Attitudes and Beliefs and the Steps of HIV Care
Status: | Recruiting |
---|---|
Conditions: | Infectious Disease, HIV / AIDS |
Therapuetic Areas: | Immunology / Infectious Diseases |
Healthy: | No |
Age Range: | Any |
Updated: | 9/23/2012 |
Start Date: | April 2008 |
Contact: | Michael A. Kallen, PhD |
Phone: | 713-745-7670 |
Through a prospective observational cohort study enrolling patients newly diagnosed with
HIV:
Aim 1: Assess attitudes and beliefs about HIV disease and care over time and relate those
attitudes and beliefs to success in following the Steps of HIV Care.
Aim 2: Validate a simple visual analogue scale for assessing adherence to highly active
antiretroviral therapy (HAART) in patients newly starting HAART in routine care.
Aim 3: Implement latent growth curve analysis for modeling changes in attitudes and beliefs
over time, and for assessing the impact of the components of the Steps of HIV Care model on
health outcomes.
The introduction of highly active antiretroviral therapy (HAART) dramatically improved the
survival of patients with HIV in the US. The effectiveness of HAART in routine care is
determined by the success with which patients are able to follow certain crucial Steps of
HIV Care. This 'Steps of HIV Care' framework is based on the CDC's "Serostatus Approach to
Fighting the HIV Epidemic," which has been overlaid with patient and process of care
factors. It includes 1) access outpatient care, 2) utilize care and treatment services, and
3) adhere to care, including medications and appointments.
Inclusion Criteria:
- A new diagnosis of HIV infection, defined as diagnosed with HIV less than 3 months
before the current diagnosis AND not yet having completed a regularly scheduled
outpatient primary medical care visit for HIV.
- Ability to speak English or Spanish. Ability to provide informed consent (or have a
representative able to do so). Age greater than or equal to 18 years.

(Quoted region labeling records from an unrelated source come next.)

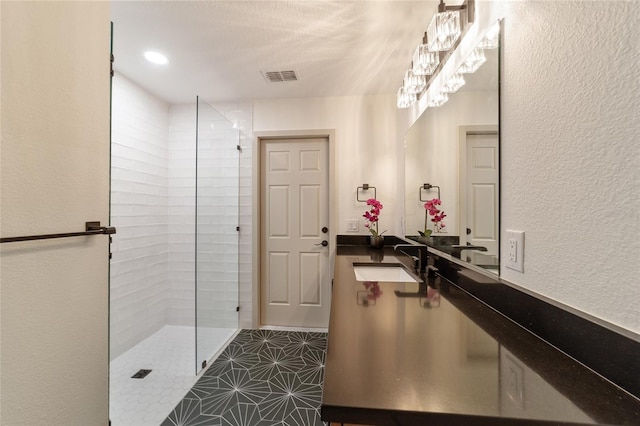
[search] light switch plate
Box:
[505,229,524,273]
[347,219,358,232]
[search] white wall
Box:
[412,1,640,337]
[501,2,640,333]
[110,72,169,359]
[0,2,110,426]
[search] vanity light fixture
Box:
[412,33,440,75]
[403,65,427,95]
[144,50,169,65]
[427,0,462,52]
[427,92,449,108]
[458,47,487,74]
[397,0,476,108]
[442,72,464,93]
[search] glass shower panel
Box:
[195,98,240,373]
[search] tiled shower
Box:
[110,74,251,426]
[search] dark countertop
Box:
[321,246,640,425]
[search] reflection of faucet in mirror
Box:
[451,243,487,258]
[393,244,427,275]
[404,20,500,273]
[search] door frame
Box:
[251,129,338,328]
[458,124,501,246]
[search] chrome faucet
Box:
[451,243,487,257]
[393,244,427,274]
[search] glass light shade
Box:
[458,47,487,74]
[442,73,464,93]
[404,70,427,95]
[413,44,440,75]
[427,10,462,52]
[428,93,449,107]
[396,87,416,108]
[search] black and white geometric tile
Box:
[162,330,327,426]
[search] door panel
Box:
[260,138,331,327]
[466,133,499,255]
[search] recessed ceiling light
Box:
[144,50,169,65]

- Adherence Sub-Study. Persons in the Steps of HIV Care Cohort Study and prescribed
HAART at either Thomas Street Health Center, the Northwest Health Center, or the
Michael E. DeBakey VA HIV Clinic. Using or planning on using the Thomas Street Health
Center, Northwest Health Center or the Michael E. DeBakey VA pharmacy to fill their
prescriptions for HAART. On HAART for less than 6 months at the time of enrollment
into the sub-study.
- Qualitative Sub-Study Persons in Steps of HIV Care Cohort. Willing and cognitively
able to complete the interview, in the eyes of the investigator or the research team.
Exclusion Criteria:
- Persons diagnosed with HIV more than 3 months before the current diagnosis will be
excluded, as will persons diagnosed with HIV less than 3 months before the current
diagnosis who have seen an outpatient provider for HIV care at a regularly scheduled
visit.
- Patients with dementia, active psychosis, or other conditions that will not allow
them to accurately complete the interview will be followed separately from the main
cohort, provided informed consent can be obtained from their representative.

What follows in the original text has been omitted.